Tinsley Ellis’ hot, showy guitar playing has earned him numerous comparisons to the likes of Jeff Beck and Eric Clapton. And while the critically acclaimed musician has no quarrel with boomer-friendly power blues, he balks at being labeled a bluesman.
“It’s OK if people say my music sounds like the blues to them, but I feel precocious calling myself a bluesman,” he explains. “I’m not old enough. A bluesman should at least look like someone’s dad, if not grandfather.” (Ellis has been known to call himself “a rock ‘n’ roller who plays the blues.”)
The 40-year-old Atlantan was ritually initiated into the music business at an impressionable age. Sitting front-row at a B.B. King concert, the 14-year-old Ellis received the ultimate gift from the blues giant — a broken string off his beloved guitar, Lucille.
But for his part, Ellis harbors no particular attachment to his Gibson or his Fender Stratocaster. Asked what kind of feelings he has for the instruments that have made him a Southern legend, the musician counters, in mock defense, “Why, are you planning on stealing one?”
Well, no. And apparently, I couldn’t, even if I wanted to.
“That’s what cases and alarms and big, mean roadies are for,” he jokes. But lest he be construed as lacking in soul, it’s important to note that Ellis’ affection for the music itself is a deeply personal one.
“Those are the [guitar] brands I need to bring out the sounds I hear in my head,” he explains.
And, when bringing out those sounds, Ellis and his band — though they’ve played in every state in the country — feel most at home in the South.
“In the South, a lot of our fans will have all [five of] our CDs,” he points out, “and I try to do stuff from each of them (but we have to please ourselves first). It’s easier playing in the South than in some places, like on the West Coast, because here we’re more well-known. I like the venues where there are a couple-hundred people, as opposed to a big blues fest, where we lack the rapport we get in a [smaller club]. But every night is different. All I know is that, when we party onstage, the audience parties, too.”
In Ellis’ view, the blues has more relevance today than ever — and it’s never been more lucrative, either. “Blues is the buzzword of the ’90s,” he notes, adding, “It’s a good time to be playing.”

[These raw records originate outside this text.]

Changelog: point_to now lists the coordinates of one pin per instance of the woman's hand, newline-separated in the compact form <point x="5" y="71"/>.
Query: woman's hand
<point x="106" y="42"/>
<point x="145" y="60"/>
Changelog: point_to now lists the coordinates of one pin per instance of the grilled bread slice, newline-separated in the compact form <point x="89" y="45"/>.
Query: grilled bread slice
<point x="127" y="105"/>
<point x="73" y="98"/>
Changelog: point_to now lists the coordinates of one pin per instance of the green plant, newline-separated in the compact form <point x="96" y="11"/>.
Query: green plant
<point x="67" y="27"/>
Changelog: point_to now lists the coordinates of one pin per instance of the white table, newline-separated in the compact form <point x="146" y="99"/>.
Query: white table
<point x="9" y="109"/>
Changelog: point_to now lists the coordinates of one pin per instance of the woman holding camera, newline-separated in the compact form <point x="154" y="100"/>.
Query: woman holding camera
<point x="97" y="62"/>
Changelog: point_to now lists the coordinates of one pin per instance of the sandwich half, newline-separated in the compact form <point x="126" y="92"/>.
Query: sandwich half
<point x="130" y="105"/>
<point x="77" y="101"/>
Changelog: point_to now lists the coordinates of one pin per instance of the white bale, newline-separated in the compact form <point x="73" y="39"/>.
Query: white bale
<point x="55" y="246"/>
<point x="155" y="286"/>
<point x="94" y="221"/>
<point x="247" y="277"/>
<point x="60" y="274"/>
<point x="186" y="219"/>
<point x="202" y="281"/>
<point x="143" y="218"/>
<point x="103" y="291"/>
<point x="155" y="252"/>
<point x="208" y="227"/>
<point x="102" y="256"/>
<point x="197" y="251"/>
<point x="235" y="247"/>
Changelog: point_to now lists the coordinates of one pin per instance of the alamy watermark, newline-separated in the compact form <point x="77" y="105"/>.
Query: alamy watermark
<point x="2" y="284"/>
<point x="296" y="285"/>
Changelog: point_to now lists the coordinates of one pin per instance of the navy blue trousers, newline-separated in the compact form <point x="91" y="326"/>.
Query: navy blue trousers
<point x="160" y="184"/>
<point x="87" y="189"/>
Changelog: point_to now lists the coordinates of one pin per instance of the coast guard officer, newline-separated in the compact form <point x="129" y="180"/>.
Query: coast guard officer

Still, he worries about the genre being overcommercialized. His newest CD, Fire It Up (Alligator Records, 1997), was produced by Tom Dowd (who’s worked with Eric Clapton and Aretha Franklin). Ellis is proud of both the association and the work — to the point of calling it, in a technical sense, “my best album yet”– but he admits that Fire it Up is a significant departure from previous recordings, and he seems uneasy about it.
“This is the first time we had a really big producer, and the album has more of a specific sound,” he explains. “It was more in [the producer’s] hands, as opposed to earlier CDs that are more of a representation of a live show. [Dowd’s version] is more a posed portrait of the music,” he observes, adding, “The stuff we’ve done live is more like the stuff that I would listen to.”
Ellis’ “stuff,” by the way, is a searing, pyrotechnic blend of six-string-guitar playing that manages to be both hard-edged and elegiac — a tour-de-force of gritty, feral blues and smooth soul, driven by a raw voice that bespeaks too many late nights.
He first picked up a guitar at age 8, has been playing professionally for 20 years, and has toured constantly for the last 10 (Ellis averages 275 days a year on the road, rivaling the legendarily frantic schedule of his idol, King). And he expresses thinly veiled contempt for bands any less immersed in the mission of delivering themselves to the masses, even taking a swipe at fellow Georgians R.E.M. for the meager number of concerts they deign to give, despite regularly disgorging new albums.
“It’s so different for me,” Ellis muses. “I live for the thrill of the live show. With a video act, as long as your hair is perfect that day and you can lip-synch, there’s your promotion. But nobody ever made it in any kind of roots music — be it blues, bluegrass, jazz, polka, whatever — without beating the bushes and barnstorming like politicians.”
Clearly, the tight bond with fans that the band’s road travails have spawned has done as much as any bigwig producer to boost record sales.
“There’s an air of desperation about a band that’s been on the road so much,” he says. “Take a band that’s done 25 shows 25 nights in a row — when they come to your town and hit the ground running, you know it.”